Prerequisites: BU1007 OR BU1807 OR BU1010 OR EC1101 OR MA1401 OR MA2401 AND BU1003 OR BU1903
Inadmissible
Subject
Combinations:
BX3022 EC2413 EC3413 EC5212 EC5216 BX3025 BX2225 EC5211 BX3122

Availabilities

JCU Singapore, Study Period 52, Internal
Census Date 03-Aug-2023
Workload expectations:

The student workload for this 3 credit point subject is approximately 130 hours.

  • 20 hours lectures - may include recorded presentations, online activities & self-learning activities inclusive of lectures, via LearnJCU
  • 20 hours tutorials - may include recorded presentations, online activities & self-learning activities inclusive of synthesising sessions, via LearnJCU
  • assessment and self-directed study

Townsville, Trimester 3, Mixed attendance
Census Date 05-Oct-2023
Face to face teaching (To be advised)
Coord/Lect: Dr Rabiul Beg.
Workload expectations:

The student workload for this 3 credit point subject is approximately 130 hours.

  • 20 hours workshops
  • 10 hours online activity - Recordings, online activities and self-directed learning
  • 10 hours online Tutorials - Online Collaboration session
  • assessment and self-directed study

Trimester 3, External
Census Date 05-Oct-2023
Coord/Lect: Dr Rabiul Beg.
Workload expectations:

The student workload for this 3 credit point subject is approximately 130 hours.

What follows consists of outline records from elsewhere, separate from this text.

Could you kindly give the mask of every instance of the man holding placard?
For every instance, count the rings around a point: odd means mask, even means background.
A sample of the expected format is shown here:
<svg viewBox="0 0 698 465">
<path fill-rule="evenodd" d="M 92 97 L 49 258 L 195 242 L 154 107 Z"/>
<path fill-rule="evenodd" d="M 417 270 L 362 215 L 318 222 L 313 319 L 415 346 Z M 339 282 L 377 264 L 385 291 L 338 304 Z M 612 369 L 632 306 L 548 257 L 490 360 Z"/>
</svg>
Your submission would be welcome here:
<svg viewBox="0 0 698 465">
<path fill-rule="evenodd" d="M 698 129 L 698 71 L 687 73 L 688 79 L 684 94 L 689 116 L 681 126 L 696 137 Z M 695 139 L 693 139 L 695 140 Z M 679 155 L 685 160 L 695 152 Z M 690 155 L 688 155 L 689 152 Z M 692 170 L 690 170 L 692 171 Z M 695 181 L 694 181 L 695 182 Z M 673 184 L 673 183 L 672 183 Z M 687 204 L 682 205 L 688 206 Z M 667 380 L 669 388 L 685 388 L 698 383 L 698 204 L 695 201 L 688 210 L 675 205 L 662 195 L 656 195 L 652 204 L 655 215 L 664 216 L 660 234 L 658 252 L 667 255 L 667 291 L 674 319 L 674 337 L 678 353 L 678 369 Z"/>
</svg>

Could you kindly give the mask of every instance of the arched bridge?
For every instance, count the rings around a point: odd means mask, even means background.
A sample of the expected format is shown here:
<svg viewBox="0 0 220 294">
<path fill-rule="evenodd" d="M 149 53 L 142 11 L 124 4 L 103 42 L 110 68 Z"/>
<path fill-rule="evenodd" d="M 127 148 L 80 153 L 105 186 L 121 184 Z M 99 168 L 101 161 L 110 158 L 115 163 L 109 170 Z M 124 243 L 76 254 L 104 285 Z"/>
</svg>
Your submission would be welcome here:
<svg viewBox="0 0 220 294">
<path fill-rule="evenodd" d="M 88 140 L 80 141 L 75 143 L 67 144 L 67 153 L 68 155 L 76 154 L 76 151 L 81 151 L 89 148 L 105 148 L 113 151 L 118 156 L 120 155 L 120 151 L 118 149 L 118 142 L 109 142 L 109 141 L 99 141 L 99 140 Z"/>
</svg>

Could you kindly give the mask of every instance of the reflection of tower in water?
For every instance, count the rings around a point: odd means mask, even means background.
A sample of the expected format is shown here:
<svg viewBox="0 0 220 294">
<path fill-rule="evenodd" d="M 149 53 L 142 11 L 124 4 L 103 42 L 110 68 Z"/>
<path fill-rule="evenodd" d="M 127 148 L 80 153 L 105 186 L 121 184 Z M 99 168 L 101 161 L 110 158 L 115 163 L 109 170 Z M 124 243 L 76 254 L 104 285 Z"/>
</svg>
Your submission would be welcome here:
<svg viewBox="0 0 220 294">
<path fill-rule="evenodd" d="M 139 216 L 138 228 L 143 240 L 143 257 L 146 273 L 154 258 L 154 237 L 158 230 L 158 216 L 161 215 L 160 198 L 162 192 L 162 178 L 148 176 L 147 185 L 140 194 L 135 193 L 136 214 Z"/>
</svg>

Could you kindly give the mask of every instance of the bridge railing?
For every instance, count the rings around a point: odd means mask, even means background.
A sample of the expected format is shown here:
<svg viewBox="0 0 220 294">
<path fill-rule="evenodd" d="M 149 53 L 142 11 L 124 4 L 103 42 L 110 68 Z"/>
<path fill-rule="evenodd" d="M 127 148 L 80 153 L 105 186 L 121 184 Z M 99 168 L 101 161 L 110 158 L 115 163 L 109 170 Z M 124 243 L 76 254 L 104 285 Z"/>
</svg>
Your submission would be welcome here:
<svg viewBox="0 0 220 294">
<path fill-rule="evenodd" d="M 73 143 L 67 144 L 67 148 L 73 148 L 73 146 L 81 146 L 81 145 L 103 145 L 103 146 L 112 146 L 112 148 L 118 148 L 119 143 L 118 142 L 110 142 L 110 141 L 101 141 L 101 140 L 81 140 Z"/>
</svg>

  • 30 hours online activity - Recordings, online activities & self-directed learning
  • 10 hours online Tutorials - Online collaborate sessions
  • assessment and self-directed study
Method of Delivery: WWW - LearnJCU

Note: Minor variations might occur due to the continuous Subject quality improvement process, and in case of minor variation(s) in assessment details, the Subject Outline represents the latest official information.